La Poste a été caractérisée au cours de la seconde moitié du XXe siècle par une singularité de statut : d’administration, elle a mué vers une logique d’entreprise. Or l’objet de cette étude est précisément de s’interroger sur l’évolution de la présence postale dans un territoire mouvant, à une période où objectifs et méthodes se verront profondément redéfinir en amont. En effet, alors que les services postaux et leur « vitrine », les bureaux de poste, souffraient d’une réputation de désuétude, il a paru intéressant de voir dans quelle mesure les considérations sur l’aménagement des banlieues ont pu entraîner la Poste dans l’évolution de ses bureaux. « Loin de n’être qu’un simple accessoire du logement au même titre que le bistro-club ou le supermarché »1, le bureau de poste a constitué un élément majeur du territoire.
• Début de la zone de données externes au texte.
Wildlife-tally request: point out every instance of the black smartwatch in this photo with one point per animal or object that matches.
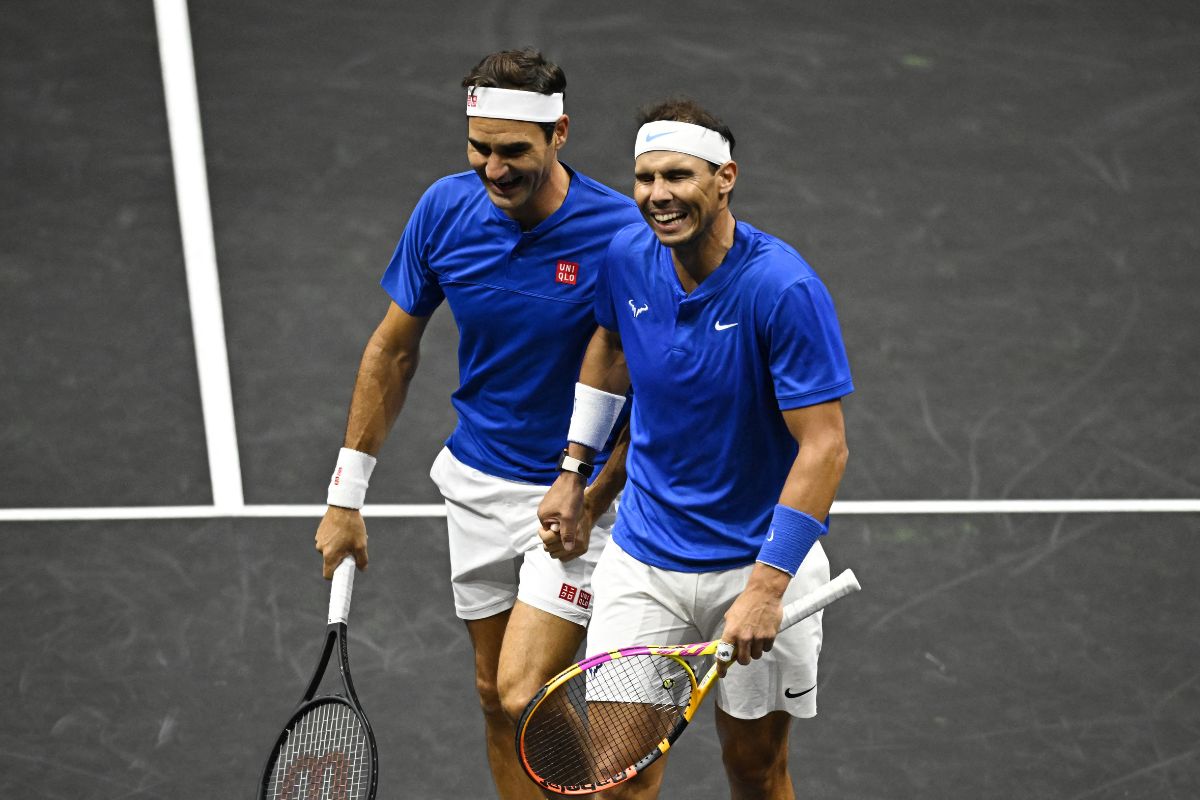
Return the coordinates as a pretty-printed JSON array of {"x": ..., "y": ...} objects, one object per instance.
[{"x": 569, "y": 464}]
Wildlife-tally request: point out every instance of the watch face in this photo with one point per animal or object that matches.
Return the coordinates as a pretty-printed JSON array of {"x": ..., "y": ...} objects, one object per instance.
[{"x": 570, "y": 464}]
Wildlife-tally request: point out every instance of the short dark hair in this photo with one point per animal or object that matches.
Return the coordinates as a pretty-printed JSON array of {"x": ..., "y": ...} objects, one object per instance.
[
  {"x": 526, "y": 70},
  {"x": 684, "y": 109}
]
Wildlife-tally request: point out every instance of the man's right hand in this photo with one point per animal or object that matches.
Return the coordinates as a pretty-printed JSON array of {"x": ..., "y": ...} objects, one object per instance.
[
  {"x": 341, "y": 533},
  {"x": 561, "y": 515}
]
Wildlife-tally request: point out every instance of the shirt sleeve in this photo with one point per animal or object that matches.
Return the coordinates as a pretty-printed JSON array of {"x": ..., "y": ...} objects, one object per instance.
[
  {"x": 808, "y": 358},
  {"x": 603, "y": 305},
  {"x": 409, "y": 278}
]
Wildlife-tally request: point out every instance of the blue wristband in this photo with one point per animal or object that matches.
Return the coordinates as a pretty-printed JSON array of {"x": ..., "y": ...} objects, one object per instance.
[{"x": 790, "y": 539}]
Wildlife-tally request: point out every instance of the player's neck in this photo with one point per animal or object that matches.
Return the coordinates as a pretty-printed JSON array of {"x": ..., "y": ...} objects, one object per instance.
[
  {"x": 546, "y": 200},
  {"x": 696, "y": 259}
]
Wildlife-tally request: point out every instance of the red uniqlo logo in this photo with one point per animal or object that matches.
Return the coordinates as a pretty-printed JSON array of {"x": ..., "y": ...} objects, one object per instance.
[{"x": 568, "y": 272}]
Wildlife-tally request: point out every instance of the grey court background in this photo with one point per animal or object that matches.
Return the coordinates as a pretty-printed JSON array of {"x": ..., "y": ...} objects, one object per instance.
[{"x": 1001, "y": 196}]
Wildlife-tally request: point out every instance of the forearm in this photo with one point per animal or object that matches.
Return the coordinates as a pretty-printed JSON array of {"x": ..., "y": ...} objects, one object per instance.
[
  {"x": 807, "y": 495},
  {"x": 815, "y": 475},
  {"x": 604, "y": 367},
  {"x": 379, "y": 391},
  {"x": 611, "y": 480}
]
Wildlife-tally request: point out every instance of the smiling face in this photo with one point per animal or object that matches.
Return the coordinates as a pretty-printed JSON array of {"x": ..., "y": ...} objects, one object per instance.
[
  {"x": 681, "y": 196},
  {"x": 517, "y": 166}
]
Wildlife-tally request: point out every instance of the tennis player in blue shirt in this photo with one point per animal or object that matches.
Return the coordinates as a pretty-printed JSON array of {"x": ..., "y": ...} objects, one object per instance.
[
  {"x": 514, "y": 246},
  {"x": 737, "y": 449}
]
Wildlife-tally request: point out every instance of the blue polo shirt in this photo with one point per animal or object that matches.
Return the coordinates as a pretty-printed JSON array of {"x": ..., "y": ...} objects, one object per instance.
[
  {"x": 711, "y": 372},
  {"x": 523, "y": 305}
]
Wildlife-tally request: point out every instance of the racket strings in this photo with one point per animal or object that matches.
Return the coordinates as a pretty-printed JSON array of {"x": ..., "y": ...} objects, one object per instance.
[
  {"x": 604, "y": 721},
  {"x": 324, "y": 756}
]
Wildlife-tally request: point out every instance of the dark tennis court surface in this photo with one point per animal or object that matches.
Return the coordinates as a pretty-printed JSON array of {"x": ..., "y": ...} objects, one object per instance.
[{"x": 1001, "y": 197}]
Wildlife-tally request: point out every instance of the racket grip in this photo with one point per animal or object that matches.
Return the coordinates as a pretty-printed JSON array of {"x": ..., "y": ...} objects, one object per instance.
[
  {"x": 810, "y": 603},
  {"x": 341, "y": 590}
]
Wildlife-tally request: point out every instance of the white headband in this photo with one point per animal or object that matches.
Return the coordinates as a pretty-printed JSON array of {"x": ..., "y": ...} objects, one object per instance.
[
  {"x": 514, "y": 104},
  {"x": 683, "y": 137}
]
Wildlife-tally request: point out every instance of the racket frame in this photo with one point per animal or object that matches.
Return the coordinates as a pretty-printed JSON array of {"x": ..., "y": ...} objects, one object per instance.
[
  {"x": 335, "y": 641},
  {"x": 796, "y": 611}
]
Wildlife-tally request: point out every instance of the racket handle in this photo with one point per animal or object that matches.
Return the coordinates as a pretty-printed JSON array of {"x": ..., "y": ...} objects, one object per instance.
[
  {"x": 340, "y": 594},
  {"x": 810, "y": 603}
]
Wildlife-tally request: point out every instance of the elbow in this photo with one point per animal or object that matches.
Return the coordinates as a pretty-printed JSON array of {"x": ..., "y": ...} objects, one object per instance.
[{"x": 837, "y": 455}]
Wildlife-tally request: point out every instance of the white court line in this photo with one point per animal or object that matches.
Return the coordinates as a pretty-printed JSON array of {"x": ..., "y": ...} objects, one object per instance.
[
  {"x": 844, "y": 507},
  {"x": 199, "y": 251}
]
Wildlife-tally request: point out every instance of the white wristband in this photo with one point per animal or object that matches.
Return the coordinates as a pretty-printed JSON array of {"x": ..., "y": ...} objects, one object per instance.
[
  {"x": 595, "y": 411},
  {"x": 348, "y": 486}
]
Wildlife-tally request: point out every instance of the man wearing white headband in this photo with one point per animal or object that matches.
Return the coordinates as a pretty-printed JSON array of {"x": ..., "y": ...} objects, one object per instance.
[
  {"x": 514, "y": 246},
  {"x": 737, "y": 447}
]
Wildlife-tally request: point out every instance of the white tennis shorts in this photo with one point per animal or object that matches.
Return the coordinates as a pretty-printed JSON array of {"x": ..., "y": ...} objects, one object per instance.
[
  {"x": 496, "y": 554},
  {"x": 645, "y": 605}
]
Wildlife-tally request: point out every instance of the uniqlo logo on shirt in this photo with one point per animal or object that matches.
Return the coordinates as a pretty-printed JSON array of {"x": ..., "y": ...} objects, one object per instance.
[{"x": 567, "y": 272}]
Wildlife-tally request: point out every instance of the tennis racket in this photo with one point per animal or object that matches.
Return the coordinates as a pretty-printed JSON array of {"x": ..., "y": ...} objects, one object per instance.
[
  {"x": 607, "y": 717},
  {"x": 327, "y": 750}
]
L’exploitation des archives nationales, des archives départementales de la Seine Saint-Denis, des archives communales notamment de celles de Saint-Denis, ainsi que des correspondances officielles émanant de l’Administration des Postes, des autorités préfectorales ou municipales, ainsi que des procès-verbaux de conseils municipaux, des rapports d’études, sondages et audits, ont pu mettre en lumière le rôle et l’importance des bureaux de poste dans l’aménagement des territoires périphériques fortement urbanisés, pendant la période allant des années 1960 à celle qui voit les bureaux de poste devenir la charge, non plus d’une Administration mais d’un établissement public, en 1991.
Au travers de l’exemple de la Seine-Saint-Denis département qui voit le jour alors même qu’émergent dans les années 1960 les premiers « grands ensembles », on suivra l’action de la Poste et ses expériences novatrices en termes d’implantation de bureaux ainsi que les interactions avec les différents acteurs de l’aménagement. En filigrane, la recherche se trouvant guidée par les politiques d’aménagement et de mise en place des équipements collectifs, elle s’est en définitive centrée sur les quartiers où se cristallisent les difficultés.
Au début des années 1980, une nouvelle logique apparaît, conduisant service public et politique commerciale à s’articuler plus étroitement. C’est le temps de la modernisation du réseau pour permettre l’évolution des services proposés, afin d’une part, de tenir compte des nouvelles technologies mais aussi de la concurrence des banques sur le marché des services financiers.
En parallèle, dès 1983, un programme de développement social des quartiers est instauré, prenant notamment tout son sens en Seine-Saint-Denis, et La Poste met en œuvre une série de mesures originales pour s’insérer dans le partenariat nouveau mis en place par la politique de la ville.
Même tiraillés par des objectifs commerciaux, au cœur des quartiers dits difficiles, les bureaux de poste se trouvent, à la fin du XXe siècle, plus encore qu’auparavant, au cœur des enjeux sociaux.